Bear Traps & Wing Flaps. While the report made the casual rounds of 70-odd Capitol committees and agencies, it was Oklahoma's Democratic Senator A. S. (for Aimer Stillwell) "Mike" Monroney, among all his colleagues, who most clearly sensed the challenge and grabbed it. As chairman of the Senate Aviation Subcommittee, Mike Monroney ran the report through his committee and got legislation moving. With single-minded disregard for political pitfalls and bureaucratic bear traps, Monroney thrashed his way through the congressional jungle with expert leadership. One member of his safari: Pete Quesada, whose good World War II friend and commander, Dwight D. Eisenhower, had just named him Special Assistant for Aviation.

Even as Monroney and Quesada labored with airlines' experts, scientists and other technicians, the wings of tragedy were flapping noisily around them: an Air Force F-100F collided over Nevada with a United Air Lines DC-7 in April 1958, killing 49; next month an Air National Guard T-33 jet trainer rammed into a Capital Airlines Viscount over Maryland, killing twelve. With renewed urgency, Monroney and his staff analyzed the obsolescent aviation laws, scrapped them all and began over again. By the end of the 1958 congressional session, the new FAA act was written into law and signed by the President.

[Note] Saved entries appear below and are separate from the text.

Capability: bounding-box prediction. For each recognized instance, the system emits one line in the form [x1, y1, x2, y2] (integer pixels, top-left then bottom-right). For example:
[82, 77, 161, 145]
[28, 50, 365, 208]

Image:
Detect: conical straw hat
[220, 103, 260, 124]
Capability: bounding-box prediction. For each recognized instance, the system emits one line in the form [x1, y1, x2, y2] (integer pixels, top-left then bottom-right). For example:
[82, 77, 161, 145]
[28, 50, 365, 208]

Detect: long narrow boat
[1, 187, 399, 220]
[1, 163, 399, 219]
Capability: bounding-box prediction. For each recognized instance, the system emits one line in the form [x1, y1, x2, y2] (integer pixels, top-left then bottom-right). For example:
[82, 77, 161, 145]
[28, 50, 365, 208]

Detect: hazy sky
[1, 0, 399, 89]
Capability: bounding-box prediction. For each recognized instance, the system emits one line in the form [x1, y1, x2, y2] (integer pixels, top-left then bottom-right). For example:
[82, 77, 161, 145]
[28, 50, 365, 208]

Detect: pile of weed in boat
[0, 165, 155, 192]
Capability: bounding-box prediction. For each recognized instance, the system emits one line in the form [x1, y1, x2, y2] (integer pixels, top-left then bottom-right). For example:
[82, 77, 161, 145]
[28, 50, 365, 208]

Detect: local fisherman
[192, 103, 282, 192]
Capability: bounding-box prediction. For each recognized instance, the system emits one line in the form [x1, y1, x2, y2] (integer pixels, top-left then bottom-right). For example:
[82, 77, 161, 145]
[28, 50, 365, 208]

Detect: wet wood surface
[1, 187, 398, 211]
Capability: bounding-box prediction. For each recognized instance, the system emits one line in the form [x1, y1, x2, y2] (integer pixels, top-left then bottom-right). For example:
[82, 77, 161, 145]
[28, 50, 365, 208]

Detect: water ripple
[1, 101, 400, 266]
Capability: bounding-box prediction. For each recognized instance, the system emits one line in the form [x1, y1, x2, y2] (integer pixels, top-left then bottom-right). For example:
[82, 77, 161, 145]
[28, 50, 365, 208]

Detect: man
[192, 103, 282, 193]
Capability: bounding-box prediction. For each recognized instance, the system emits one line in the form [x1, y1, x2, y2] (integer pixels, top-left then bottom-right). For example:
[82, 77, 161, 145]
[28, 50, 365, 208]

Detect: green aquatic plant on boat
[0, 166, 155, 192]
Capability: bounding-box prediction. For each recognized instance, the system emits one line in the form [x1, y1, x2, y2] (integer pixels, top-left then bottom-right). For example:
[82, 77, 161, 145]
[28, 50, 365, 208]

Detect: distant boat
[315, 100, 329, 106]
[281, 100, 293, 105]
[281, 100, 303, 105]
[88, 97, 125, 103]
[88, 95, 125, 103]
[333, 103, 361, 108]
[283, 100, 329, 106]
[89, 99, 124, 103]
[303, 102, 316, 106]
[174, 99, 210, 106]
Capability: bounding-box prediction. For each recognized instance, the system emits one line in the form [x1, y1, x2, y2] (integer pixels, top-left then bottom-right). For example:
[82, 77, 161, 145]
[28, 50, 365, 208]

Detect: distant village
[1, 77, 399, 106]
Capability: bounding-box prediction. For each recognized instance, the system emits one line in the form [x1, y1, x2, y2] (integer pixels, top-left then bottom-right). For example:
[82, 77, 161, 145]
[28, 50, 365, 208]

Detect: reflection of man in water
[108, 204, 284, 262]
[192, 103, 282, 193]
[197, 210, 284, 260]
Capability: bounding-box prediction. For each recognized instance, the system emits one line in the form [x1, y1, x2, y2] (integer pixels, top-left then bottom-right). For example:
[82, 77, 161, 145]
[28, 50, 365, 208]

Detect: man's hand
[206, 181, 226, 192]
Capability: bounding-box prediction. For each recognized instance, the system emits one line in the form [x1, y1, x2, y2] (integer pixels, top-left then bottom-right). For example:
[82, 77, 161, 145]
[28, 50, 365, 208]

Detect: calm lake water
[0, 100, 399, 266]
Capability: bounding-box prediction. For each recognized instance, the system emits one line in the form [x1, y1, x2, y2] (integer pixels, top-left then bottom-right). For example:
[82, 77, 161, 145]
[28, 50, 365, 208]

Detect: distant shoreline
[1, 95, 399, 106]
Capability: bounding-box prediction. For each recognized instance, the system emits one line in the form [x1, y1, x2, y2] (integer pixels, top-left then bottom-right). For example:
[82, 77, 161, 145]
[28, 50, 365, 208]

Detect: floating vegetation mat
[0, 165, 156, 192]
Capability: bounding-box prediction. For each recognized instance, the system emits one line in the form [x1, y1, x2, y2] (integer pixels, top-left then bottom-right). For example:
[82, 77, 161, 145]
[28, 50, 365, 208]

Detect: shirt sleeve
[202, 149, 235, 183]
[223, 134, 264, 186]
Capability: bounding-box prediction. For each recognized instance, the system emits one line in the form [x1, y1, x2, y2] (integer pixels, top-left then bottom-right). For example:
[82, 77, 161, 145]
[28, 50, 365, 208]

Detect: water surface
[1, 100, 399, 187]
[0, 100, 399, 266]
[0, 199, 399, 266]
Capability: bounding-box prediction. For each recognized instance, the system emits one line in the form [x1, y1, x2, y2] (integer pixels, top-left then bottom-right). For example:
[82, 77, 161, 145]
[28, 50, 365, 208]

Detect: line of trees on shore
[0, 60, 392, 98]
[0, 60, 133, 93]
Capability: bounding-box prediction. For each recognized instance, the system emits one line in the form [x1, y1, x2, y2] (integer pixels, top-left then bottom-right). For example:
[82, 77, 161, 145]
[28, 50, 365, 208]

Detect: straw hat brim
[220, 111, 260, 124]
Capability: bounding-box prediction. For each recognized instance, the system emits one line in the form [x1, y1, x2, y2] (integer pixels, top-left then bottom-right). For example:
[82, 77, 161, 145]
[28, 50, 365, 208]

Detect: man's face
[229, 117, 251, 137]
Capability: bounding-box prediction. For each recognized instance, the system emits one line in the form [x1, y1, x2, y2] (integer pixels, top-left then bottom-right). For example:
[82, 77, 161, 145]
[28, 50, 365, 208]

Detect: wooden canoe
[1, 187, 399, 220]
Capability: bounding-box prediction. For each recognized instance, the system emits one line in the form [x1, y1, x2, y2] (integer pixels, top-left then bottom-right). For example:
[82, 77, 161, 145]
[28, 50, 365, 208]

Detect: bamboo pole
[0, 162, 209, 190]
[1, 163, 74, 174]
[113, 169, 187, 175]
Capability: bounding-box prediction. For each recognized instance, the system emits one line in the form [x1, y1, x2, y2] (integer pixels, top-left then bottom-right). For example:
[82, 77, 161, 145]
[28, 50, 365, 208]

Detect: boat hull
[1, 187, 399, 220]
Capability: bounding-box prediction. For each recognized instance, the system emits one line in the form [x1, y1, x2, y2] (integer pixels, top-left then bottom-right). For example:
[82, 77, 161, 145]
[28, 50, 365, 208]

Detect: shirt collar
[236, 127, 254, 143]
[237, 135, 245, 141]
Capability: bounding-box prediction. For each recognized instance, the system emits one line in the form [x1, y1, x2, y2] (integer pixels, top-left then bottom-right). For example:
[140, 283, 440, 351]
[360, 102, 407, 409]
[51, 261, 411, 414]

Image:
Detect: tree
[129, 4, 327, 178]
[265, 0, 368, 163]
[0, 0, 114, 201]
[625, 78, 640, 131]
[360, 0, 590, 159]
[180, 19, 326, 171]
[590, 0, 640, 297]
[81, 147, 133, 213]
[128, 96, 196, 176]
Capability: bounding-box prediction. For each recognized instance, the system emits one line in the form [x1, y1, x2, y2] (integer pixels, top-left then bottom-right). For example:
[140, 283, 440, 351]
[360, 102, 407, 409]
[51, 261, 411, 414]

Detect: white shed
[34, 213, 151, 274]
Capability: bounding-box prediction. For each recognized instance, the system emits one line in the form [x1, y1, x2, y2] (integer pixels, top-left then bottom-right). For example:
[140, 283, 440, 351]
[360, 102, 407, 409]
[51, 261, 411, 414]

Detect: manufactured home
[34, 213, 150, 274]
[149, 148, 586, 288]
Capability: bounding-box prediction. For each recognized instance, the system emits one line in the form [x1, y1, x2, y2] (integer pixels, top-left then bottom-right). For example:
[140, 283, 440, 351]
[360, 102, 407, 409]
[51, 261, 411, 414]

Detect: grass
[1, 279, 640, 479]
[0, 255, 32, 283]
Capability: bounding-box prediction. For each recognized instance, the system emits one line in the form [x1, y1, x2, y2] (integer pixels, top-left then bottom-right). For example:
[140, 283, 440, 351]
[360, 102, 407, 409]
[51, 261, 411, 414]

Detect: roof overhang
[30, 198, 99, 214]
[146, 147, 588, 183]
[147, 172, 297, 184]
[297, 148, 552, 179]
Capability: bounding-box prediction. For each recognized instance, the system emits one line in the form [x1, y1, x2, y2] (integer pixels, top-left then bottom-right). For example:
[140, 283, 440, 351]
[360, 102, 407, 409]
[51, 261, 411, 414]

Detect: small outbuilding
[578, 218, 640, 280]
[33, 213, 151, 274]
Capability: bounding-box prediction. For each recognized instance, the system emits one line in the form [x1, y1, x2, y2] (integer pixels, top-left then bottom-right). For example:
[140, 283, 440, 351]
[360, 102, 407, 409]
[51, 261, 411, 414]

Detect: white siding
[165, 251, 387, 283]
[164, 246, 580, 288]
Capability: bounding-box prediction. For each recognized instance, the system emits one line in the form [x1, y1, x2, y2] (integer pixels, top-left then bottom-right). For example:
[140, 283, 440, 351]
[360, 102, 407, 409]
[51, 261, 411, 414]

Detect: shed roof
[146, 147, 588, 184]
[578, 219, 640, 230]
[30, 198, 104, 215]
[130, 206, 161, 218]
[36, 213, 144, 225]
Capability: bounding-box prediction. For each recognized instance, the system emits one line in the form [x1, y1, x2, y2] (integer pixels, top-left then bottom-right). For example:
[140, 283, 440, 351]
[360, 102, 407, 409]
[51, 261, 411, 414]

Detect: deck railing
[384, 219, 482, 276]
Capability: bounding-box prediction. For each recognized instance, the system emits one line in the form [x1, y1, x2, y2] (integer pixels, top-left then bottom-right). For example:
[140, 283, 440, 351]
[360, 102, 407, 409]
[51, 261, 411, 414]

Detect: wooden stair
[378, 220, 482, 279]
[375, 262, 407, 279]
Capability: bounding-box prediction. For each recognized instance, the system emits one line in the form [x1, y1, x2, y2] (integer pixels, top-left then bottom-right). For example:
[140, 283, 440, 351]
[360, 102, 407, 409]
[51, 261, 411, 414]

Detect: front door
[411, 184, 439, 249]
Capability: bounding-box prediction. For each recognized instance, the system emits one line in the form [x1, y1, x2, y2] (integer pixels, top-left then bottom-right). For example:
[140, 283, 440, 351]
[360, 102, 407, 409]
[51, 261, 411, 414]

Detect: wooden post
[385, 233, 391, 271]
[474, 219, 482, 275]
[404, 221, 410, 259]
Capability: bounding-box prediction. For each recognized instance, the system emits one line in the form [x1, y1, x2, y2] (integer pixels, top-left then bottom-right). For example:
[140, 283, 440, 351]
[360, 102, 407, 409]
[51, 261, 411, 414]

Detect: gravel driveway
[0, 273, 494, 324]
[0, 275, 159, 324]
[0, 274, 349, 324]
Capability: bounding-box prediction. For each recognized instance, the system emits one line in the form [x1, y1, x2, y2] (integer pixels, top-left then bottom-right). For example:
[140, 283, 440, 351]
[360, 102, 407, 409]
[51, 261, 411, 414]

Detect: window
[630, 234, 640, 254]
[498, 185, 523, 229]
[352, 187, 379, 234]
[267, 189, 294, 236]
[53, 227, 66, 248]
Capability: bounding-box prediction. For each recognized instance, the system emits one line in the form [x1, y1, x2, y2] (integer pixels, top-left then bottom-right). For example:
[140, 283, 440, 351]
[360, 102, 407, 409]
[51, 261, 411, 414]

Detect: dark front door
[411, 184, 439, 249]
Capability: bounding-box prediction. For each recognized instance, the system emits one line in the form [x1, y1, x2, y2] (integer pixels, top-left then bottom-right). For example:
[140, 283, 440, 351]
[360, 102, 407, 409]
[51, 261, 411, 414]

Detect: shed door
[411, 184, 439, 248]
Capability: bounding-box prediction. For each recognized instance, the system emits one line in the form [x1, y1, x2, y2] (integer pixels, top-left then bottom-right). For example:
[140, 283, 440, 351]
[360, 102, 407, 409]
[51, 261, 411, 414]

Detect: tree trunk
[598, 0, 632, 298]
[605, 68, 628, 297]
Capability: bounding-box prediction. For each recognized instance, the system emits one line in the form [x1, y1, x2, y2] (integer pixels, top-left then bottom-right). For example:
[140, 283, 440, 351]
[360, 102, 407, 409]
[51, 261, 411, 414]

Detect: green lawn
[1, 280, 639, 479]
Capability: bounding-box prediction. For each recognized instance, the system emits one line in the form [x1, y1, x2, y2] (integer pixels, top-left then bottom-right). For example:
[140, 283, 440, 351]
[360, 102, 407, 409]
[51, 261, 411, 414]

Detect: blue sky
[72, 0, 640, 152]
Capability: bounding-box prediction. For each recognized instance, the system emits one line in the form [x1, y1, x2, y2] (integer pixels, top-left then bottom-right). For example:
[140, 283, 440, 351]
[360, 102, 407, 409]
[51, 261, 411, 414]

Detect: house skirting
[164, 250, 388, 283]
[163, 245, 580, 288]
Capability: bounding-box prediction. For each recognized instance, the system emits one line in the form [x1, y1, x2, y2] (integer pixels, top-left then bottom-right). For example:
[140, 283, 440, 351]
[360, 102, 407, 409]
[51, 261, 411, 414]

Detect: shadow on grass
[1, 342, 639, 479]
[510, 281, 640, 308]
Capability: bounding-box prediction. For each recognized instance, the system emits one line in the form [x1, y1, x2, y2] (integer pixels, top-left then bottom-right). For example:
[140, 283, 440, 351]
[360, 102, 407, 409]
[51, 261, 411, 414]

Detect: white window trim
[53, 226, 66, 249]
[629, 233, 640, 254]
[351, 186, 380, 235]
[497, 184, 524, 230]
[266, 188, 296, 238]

After aperies of talks with the President, Pete Quesada, already retired from the Air Force as a lieutenant general, resigned his Air Force commission, cut clean away from the military, and opened the FAA for business on Jan.1, 1959. "It was the hardest thing I ever did, resigning from the Air Force," says Quesada, "but the law [requiring a civilian head] was clear as hell." The law, by implication, also called for a strong, experienced administrator, and Quesada's whole life and personality fit the law like a made-to-order lock nut.